For updates I just install the new version of the software, then perform a restart (new version starts, once it's ready, old version stops).

each version of the project gets a directory and contains everything the project needs. put all of those into a parent directory. use a symlink to point to the currently active version. E.g.:

    /usr/local/thing/versions/thing-v1.3.7
    /usr/local/thing/versions/thing-v1.4.2
    /usr/local/thing/current -> /usr/local/thing/versions/thing-v1.3.7
I mean, sure, I've done this too with a handful of scripts. But is this something you do via .debs? I'm asking specifically about how to handle this with plain Debian/Ubuntu packaging.
I do it similarly. I run multiple versions of a service at once with systemd service files. It gives me the same stuff as containers - cgroups, isolation, logging, service definitions and automation with ansible, but its easier on my feeble psyche.
Why would you want to do that?
For development, for example. Or for some kinds of shared hosting.
Isn't that a sign of technical debt? Not OP, but for development/testing: in a VM.
How is it technical debt?
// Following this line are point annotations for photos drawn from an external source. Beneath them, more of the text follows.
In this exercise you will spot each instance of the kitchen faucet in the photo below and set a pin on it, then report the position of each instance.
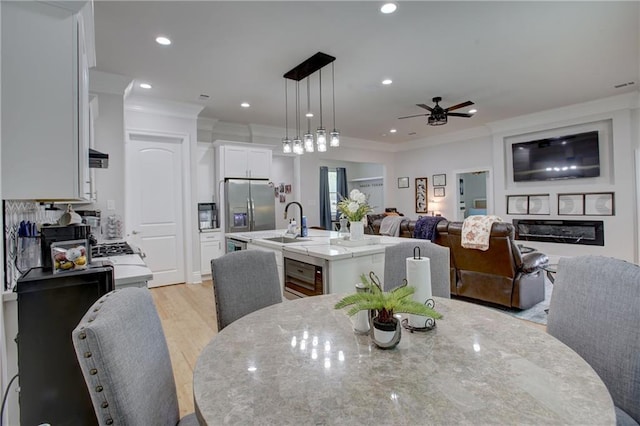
(301, 214)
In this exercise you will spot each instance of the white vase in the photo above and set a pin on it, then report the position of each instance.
(357, 230)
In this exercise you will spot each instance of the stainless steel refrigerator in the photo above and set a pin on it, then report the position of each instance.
(249, 205)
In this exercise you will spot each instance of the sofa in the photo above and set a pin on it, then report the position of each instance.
(375, 220)
(501, 275)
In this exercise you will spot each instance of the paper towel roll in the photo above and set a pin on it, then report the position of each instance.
(419, 276)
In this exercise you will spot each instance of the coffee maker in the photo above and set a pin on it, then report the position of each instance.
(207, 216)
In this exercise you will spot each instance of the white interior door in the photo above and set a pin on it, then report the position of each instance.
(154, 205)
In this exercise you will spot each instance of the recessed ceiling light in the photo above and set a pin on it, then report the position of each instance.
(163, 40)
(388, 8)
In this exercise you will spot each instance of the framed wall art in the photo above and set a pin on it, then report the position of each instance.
(440, 180)
(403, 182)
(421, 195)
(590, 203)
(534, 204)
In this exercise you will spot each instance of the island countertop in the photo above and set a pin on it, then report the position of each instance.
(318, 243)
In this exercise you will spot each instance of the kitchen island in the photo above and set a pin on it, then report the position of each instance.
(341, 264)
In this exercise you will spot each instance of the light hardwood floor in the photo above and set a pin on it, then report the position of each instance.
(188, 316)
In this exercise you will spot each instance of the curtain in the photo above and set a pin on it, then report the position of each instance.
(325, 201)
(341, 186)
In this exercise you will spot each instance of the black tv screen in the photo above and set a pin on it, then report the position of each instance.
(564, 157)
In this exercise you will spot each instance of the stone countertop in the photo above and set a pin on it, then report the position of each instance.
(300, 363)
(318, 244)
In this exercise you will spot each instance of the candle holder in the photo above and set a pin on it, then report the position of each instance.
(429, 323)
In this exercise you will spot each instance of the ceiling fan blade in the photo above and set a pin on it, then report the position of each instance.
(411, 116)
(427, 107)
(459, 114)
(462, 105)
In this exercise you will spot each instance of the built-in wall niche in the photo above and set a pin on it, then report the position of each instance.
(605, 153)
(586, 204)
(532, 204)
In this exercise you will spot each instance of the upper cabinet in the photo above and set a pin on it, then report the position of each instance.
(242, 161)
(47, 50)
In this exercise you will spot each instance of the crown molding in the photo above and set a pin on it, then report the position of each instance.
(162, 107)
(568, 113)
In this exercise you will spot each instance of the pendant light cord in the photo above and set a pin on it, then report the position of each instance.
(320, 73)
(333, 89)
(286, 110)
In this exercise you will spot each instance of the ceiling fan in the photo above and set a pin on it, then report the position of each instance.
(438, 115)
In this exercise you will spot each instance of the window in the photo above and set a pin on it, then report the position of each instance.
(333, 191)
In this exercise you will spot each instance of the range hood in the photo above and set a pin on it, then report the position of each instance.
(98, 160)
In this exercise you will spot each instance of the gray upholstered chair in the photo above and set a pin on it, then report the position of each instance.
(395, 265)
(125, 361)
(244, 281)
(594, 310)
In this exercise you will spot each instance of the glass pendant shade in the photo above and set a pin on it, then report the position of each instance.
(321, 136)
(308, 142)
(334, 140)
(286, 146)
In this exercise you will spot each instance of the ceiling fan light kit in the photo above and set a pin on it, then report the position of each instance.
(437, 115)
(304, 70)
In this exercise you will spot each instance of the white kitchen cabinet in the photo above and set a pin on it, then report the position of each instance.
(246, 162)
(45, 101)
(210, 248)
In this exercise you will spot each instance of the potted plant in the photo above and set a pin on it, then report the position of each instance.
(384, 325)
(355, 208)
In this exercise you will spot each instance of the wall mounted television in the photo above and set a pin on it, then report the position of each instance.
(563, 157)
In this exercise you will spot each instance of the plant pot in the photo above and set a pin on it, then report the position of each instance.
(385, 335)
(357, 230)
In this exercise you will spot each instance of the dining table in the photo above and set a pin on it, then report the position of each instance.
(300, 362)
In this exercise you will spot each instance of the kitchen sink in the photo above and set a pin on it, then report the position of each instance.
(286, 240)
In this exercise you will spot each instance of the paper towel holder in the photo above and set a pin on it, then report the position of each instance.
(429, 323)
How else do you handle software rollout and rollback, or canarying? Do you have a VM for every single version of your software?
Uhhh... backups?! Not all companies release daily, weekly, and sometimes not even monthly. Stage the rollout, do your testing, get your evidence, get your plan, perform the release.
So if you deploy a new release which turns out to be buggy, your only recourse is doing a full backup restore?
No there are snapshots for that.
q3k, I can't reply to you at this depth. But yes. You're saying a "full backup / restore" but it's not the entire system.

Let's say you have an app, in a folder, that reads config files from 3 other locations on the machine. It talks to two databases. You back up two databases and 4 total folders. That's your backup. It's simple and straight forward to me.

(you have to wait until you can reply after a certain depth - this is HN's anti-flamewar system kicking in)

I understand you can restore from backups, but this doesn't seem simple to me - especially when you deal with situations where there's more than just one person deploying to production.

In comparison, my rollbacks are performed the same way rollouts/rollforwards are - by editing a single line in Git (ie. changing the OCI image string) and running `kubecfg update`. No need to access backups, no need for special procedures.

I look at it this way. I think it's simpler to do this kind of backup in case things go wrong (which, honestly, is not that often. Twice in 5 years that I can think of off the top of my head) than it is to set up kubernetes, manage kubernetes, and convert our applications to work correctly in kubernetes. All of that is required so that your single line edit becomes a possibility. That's a lot of work to enable that workflow versus copying 5 directories to one location, zipping it, slapping a version tag on the zip file, storing it in a couple of places.
I think it’s flawed to think that you can safely have multiple versions of the same app running (or even installed) simultaneously in the same “universe.” Whether you use jails, VMs, containers, or whatever you should not count on “I didn’t change anything between these two versions that would corrupt the other instance” to help you.
What? Deploying new software is technical debt?
In a real sense, yes. Once it's deployed, it incurs costs, like a debt.

Reminds me of:

> My point today is that, if we wish to count lines of code, we should not regard them as “lines produced” but as “lines spent”: the current conventional wisdom is so foolish as to book that count on the wrong side of the ledger.